Alla Marcia della pace ad Assisi c’era anche Giuseppe Conte
Di Tommaso Benedetti
Alla Marcia della pace di Assisi, cuore simbolico di un incontro nazionale dedicato alle costruttrici e ai costruttori di pace, si è levata forte la voce di chi chiede un impegno reale contro guerre, violenze e politiche disumane. L’iniziativa, promossa dalla Fondazione PerugiAssisi per la cultura della pace, ha posto al centro la necessità di una svolta immediata nelle relazioni internazionali e nelle scelte politiche che oggi segnano un quadro globale di crescente instabilità.

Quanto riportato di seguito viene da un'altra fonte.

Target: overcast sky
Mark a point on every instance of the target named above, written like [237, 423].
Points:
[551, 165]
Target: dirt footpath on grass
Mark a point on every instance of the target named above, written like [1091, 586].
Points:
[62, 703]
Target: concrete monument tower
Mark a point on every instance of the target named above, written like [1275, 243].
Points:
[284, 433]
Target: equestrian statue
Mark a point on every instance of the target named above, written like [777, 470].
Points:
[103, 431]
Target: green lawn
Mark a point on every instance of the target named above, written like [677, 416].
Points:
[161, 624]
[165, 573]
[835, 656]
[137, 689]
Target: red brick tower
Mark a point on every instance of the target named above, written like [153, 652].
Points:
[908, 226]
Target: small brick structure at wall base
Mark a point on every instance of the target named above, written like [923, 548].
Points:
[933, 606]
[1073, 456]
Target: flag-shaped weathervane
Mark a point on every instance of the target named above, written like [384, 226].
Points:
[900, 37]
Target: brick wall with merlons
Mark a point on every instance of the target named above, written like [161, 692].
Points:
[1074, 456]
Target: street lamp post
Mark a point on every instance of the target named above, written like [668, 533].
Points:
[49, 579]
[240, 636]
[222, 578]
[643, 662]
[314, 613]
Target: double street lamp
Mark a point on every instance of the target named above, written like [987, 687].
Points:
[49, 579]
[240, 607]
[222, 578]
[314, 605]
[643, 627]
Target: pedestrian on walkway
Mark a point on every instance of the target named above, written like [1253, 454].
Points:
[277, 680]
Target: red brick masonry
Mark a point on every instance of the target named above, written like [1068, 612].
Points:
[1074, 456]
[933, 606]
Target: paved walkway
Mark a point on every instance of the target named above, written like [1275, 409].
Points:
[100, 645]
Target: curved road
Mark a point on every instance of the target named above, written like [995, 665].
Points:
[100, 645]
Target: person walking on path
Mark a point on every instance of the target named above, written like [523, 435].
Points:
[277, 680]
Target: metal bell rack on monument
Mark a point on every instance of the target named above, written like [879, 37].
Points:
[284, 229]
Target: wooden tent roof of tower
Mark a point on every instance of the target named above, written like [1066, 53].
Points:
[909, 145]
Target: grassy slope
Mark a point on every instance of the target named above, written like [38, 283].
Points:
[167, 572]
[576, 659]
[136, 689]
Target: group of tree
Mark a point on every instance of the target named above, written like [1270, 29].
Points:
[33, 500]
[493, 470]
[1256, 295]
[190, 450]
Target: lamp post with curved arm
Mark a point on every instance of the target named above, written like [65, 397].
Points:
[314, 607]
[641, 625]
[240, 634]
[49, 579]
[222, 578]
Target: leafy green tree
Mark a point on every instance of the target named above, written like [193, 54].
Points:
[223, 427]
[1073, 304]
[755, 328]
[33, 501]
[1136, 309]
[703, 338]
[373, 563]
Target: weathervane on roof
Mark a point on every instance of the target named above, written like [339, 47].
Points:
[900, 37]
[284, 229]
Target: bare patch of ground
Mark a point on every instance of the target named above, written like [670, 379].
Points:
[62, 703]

Flavio Lotti, presidente della fondazione organizzatrice, ha aperto l’evento richiamando l’urgenza del momento storico e denunciando l’indifferenza che avvolge i drammi quotidiani del pianeta. Ha parlato di “silenzio e inazione” come veri nemici della pace, indicandoli tra le cause dell’aumento delle vittime innocenti nei teatri di guerra, dei naufragi nel Mediterraneo e del continuo spreco di risorse pubbliche sottratte alla cura e alla solidarietà. In un discorso intenso, ha lanciato un appello diretto alle istituzioni, ai governi e ai cittadini perché smettano di rassegnarsi e chiedano con forza la fine di massacri come quelli di Gaza, dell’Ucraina e delle tante aree dimenticate del mondo.

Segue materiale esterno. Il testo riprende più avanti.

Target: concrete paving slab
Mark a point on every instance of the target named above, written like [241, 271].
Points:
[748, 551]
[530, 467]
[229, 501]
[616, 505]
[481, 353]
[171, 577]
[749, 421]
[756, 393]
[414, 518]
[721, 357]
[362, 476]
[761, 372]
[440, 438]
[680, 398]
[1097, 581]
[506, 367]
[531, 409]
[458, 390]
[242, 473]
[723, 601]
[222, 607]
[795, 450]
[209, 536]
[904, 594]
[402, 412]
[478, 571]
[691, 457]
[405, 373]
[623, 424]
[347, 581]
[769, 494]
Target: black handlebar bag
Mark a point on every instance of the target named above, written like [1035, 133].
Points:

Tra i partecipanti, anche Giuseppe Conte, leader del Movimento Cinque Stelle, la cui presenza ha attirato l’attenzione dei partecipanti e dei media. Nel suo intervento, Conte ha puntato il dito contro una politica incapace di guidare processi di mediazione e ha invocato una “politica con la P maiuscola” fatta di dialogo, visione e responsabilità. Ha chiesto uno stop all’invio di armi e l’apertura immediata di canali negoziali, ribadendo che la pace non può essere subordinata al primato economico o militare delle potenze.
Davanti a una piazza gremita, l’ex premier ha parlato anche del dramma palestinese, condannando lo “sterminio” in corso e l’occupazione illegittima dei territori cisgiordani. Ha esortato la comunità internazionale a un impegno serio per la coesistenza e la giustizia, sottolineando che solo la reciprocità nelle concessioni può dare futuro a popoli ora schiacciati dalla guerra.

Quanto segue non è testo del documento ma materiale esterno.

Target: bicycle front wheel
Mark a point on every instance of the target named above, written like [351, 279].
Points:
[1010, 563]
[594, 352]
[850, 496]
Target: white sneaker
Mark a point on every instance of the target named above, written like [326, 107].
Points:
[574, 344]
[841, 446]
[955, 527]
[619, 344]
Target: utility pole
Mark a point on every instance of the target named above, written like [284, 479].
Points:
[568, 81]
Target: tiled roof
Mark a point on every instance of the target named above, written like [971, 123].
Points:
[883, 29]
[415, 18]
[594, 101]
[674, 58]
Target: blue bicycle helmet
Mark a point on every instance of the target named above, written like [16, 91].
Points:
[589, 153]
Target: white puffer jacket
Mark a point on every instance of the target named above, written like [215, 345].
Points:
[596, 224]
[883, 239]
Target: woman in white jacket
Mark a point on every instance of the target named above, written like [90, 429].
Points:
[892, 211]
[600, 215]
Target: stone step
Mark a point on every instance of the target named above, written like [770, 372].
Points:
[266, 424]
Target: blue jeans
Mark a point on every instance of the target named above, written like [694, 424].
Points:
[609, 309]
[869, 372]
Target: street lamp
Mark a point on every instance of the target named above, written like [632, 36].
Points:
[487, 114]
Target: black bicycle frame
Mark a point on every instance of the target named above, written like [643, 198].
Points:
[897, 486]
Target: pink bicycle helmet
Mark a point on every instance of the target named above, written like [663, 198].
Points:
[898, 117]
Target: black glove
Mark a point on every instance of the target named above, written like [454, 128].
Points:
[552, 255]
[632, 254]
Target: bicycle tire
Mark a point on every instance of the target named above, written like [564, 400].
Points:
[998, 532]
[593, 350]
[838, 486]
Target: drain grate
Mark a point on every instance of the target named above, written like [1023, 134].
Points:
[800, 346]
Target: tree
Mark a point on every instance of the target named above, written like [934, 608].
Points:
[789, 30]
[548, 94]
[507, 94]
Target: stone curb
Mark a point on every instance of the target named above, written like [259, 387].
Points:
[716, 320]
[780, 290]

La Marcia della pace di Assisi, affollata da associazioni, istituzioni e semplici cittadini, ha così dato voce a un sentimento diffuso di stanchezza verso la violenza e la logica dell’odio. Come sottolineato dalla Fondazione PerugiAssisi, promotrice dell’iniziativa, l’Italia può e deve tornare protagonista di un nuovo umanesimo politico, dove la parola pace non resti un ideale astratto ma diventi azione quotidiana e scelta concreta.